Feb. 14 (Bloomberg) -- Warren Buffett’s Berkshire Hathaway Inc. and Jorge Paulo Lemann’s 3G Capital are buying HJ Heinz Co. for about $23 billion, gaining a ketchup maker that began in the 1860s.
The deal ends the independence of Heinz, which sells 650 million bottles of ketchup annually, according to the company’s website. The following is a timeline of Heinz’s history from a small condiment maker to a multidivisional packaged food company.
1869: Henry J. Heinz and L. Clarence Noble form company in Sharpsburg, Pennsylvania, to sell horseradish.
1875: Heinz, Noble & Co. negotiate pre-harvest prices for pickles with farmers. The company is then forced to file for bankruptcy after unexpectedly large harvests produce excessive quantities of cucumber pickles, straining resources.
1876: The Heinz family regroups and forms F & J Heinz and Co. and introduces its famous Tomato Ketchup. Henry Heinz later chooses the slogan “57 varieties” after seeing an advertisement for a shoe store boasting “21 styles.”
1900: The company erects Manhattan’s first electric sign on Fifth Avenue and 23rd Street. It was six stories high and included a pickle and the “57 Variety” slogan.

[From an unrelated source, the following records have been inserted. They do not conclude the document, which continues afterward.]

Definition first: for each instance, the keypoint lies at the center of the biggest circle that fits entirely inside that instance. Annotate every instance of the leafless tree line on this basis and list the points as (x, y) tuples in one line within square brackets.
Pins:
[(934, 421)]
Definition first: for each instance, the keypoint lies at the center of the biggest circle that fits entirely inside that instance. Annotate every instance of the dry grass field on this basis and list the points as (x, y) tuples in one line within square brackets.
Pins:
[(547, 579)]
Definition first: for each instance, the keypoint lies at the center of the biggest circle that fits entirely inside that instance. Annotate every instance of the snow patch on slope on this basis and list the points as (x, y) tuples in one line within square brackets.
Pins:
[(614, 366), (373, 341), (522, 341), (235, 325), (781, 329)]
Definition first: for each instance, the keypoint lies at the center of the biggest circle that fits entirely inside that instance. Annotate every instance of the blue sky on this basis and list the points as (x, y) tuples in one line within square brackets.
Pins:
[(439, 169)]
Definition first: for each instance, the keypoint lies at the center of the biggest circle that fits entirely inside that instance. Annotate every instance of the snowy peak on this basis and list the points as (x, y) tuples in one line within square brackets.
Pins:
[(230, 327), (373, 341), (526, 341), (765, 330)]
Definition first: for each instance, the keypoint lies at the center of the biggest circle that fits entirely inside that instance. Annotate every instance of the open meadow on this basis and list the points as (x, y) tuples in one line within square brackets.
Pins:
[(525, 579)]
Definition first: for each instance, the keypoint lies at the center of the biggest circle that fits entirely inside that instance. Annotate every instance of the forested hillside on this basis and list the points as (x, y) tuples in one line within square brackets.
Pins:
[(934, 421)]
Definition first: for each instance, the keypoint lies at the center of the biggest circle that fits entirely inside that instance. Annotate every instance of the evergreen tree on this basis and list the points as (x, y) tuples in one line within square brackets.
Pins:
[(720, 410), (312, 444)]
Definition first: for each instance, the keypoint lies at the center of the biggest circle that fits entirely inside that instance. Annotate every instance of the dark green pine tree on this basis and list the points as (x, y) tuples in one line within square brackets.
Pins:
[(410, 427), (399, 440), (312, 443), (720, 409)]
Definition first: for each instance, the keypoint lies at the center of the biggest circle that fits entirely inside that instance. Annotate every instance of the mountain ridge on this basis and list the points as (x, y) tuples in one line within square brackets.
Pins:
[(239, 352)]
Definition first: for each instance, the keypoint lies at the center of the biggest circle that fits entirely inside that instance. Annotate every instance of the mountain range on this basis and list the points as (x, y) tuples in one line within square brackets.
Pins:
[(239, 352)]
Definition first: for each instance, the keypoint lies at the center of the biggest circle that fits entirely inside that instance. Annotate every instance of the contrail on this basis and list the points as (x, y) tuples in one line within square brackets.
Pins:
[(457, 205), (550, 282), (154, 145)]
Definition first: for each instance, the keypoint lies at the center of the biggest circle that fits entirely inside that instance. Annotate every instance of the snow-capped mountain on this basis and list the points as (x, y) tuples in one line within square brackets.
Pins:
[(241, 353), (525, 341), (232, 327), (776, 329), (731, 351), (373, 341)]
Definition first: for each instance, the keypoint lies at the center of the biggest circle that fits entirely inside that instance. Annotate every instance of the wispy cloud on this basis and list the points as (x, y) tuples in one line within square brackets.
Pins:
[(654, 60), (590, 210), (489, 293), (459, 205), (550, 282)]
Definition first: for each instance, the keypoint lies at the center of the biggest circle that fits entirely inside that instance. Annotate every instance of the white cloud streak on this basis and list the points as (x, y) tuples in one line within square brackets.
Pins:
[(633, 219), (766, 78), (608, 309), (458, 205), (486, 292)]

1946: Heinz acquires StarKist, with its popular marketing mascot, Charlie the Tuna. That same year, Heinz shares go public under Jack Heinz, the grandson of Henry Heinz, and the company expands into Holland, Japan, Venezuela and Italy.
1965: Heinz acquires Ore-Ida, the retail frozen potato brand.
1978: Heinz buys Weight Watchers International.
1979: Anthony O’Reilly is named CEO and leads a global expansion into Africa, China and Eastern Europe.
1996: Bill Johnson becomes president and chief operating officer at a time when retailers such as Wal-Mart Stores Inc. and growth of private label brands put price pressure on Heinz’s products. Two years later he is named Heinz’s sixth chief executive officer.
August 2006: Investor Nelson Peltz initiates a proxy battle with the company over the makeup of the board. Following the vote, Peltz and one of his nominees join the board.
September 2005: Venezuelan authorities seize a Heinz plant in that country as the facility stood idle due to a dispute between the company and local tomato growers.
February 2010: Heinz reduces the sodium content in its ketchup to “support consumers’ desire from lower-sodium products.”